During the trip north, Tribe, now Company G Quartermaster-Sergeant, was in the rear guard with his regiment when, on March 7, near Rude's Hill, Rosser's cavalry attacked it. (Note: Boudrye spells Rude's Hill as "Rood's Hill". A map at the Library of Congress uses the "Rude's Hill" spelling.) A counterattack drove off the Confederates in hand-to-hand fighting and numerous Confederates were killed and 35 were captured. The Union force and all prisoners arrived at Winchester on March 7. On March 13, the regiment went on its the last combat patrol to Berryville. On April 9, when Lee surrendered at Appomattox, Tribe was in Winchester. In early May, his regiment went from Staunton to Lexington and captured former Virginia Governor John Letcher. Tribe spent most of June in Winchester.

On July 18, Colonel White, commanding the regiment, notified the regiment that it would leave on the next day to New York City to muster out. July 19 is the official muster out date for the 5th New York Cavalry. However, the regiment camped on Hart's Island in New York beginning July 20. On July 25, Tribe received his pay and departed for home.

==Medal of Honor citation==

The President of the United States of America, in the name of Congress, takes pleasure in presenting the Medal of Honor to Private John Tribe, United States Army, for extraordinary heroism on 25 August 1862, while serving with Company G, 5th New York Cavalry, in action at Waterloo Bridge, Virginia. Private Tribe voluntarily assisted in the burning and destruction of the bridge under heavy fire of the enemy.

==Post war==
Tribe returned to Tioga where the 23-year-old returned to the family farm. With the loss of his two brothers in the war, he was the oldest surviving son. In 1866, he married Sarah Esther Gilkey, in 1867, had a daughter named Flora Belle Tribe, (Note: Flora would marry Charles Atchison in 1888 and die in childbirth on July 4, 1888, survived by her spouse and daughter, Flora, who lived until 1962.) and by the 1870 census, he was working as a blacksmith in Barton. Ten years later, he had his own farm and another daughter, Ellene.
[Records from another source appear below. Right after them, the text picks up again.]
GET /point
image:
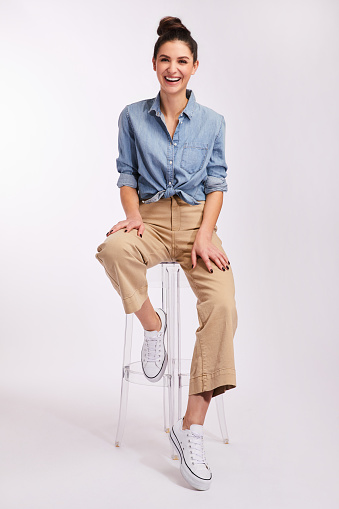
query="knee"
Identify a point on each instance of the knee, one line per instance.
(112, 249)
(225, 311)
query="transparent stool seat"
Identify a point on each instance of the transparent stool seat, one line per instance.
(177, 374)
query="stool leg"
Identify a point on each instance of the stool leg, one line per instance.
(178, 346)
(167, 410)
(124, 380)
(168, 300)
(221, 415)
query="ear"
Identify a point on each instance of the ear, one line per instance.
(195, 67)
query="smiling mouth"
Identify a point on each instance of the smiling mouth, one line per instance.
(172, 80)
In 1888, his eldest daughter died in childbirth. On June 15, 1896, his wife Sarah died.

In the ongoing review of official records in the 1890s, he was nominated for his actions in 1862. His Medal of Honor was issued on June 11, 1895.
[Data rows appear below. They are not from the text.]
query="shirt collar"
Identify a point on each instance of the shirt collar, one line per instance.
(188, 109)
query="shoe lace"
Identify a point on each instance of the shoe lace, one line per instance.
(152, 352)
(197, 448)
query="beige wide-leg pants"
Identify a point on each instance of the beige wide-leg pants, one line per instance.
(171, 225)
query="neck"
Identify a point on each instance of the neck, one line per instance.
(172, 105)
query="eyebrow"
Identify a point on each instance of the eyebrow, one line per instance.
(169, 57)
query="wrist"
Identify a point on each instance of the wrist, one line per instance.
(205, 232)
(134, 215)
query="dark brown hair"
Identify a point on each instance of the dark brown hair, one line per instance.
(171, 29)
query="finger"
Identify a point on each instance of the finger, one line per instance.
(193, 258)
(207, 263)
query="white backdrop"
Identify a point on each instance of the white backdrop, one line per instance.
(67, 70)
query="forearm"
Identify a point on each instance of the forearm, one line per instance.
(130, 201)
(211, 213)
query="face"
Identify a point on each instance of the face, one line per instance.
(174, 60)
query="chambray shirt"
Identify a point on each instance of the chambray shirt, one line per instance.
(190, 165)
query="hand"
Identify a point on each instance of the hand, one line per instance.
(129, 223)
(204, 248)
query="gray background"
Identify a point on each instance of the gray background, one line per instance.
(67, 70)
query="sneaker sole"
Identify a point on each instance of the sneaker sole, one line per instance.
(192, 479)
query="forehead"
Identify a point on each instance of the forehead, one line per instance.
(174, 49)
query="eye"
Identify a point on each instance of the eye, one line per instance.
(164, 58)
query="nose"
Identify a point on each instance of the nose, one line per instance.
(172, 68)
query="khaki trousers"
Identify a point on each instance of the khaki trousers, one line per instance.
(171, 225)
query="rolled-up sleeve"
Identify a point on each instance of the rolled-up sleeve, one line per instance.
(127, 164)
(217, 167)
Two years later, the 55-year-old widower married again to 51-year-old Emma Josephine Allington on July 14, 1897, in Nichols, NY. He continued farming in his community for the next 15 years. He was a member of the Grand Army of the Republic, Post 529. Again, Tribe was widowed on July 13, 1913. Tribe wed for a third time on May 31, 1916, when the 74-year-old retired farmer married the 55-year-old widowed nurse, Ella Morgan.

Tribe died on his 81st birthday, on December 4, 1917.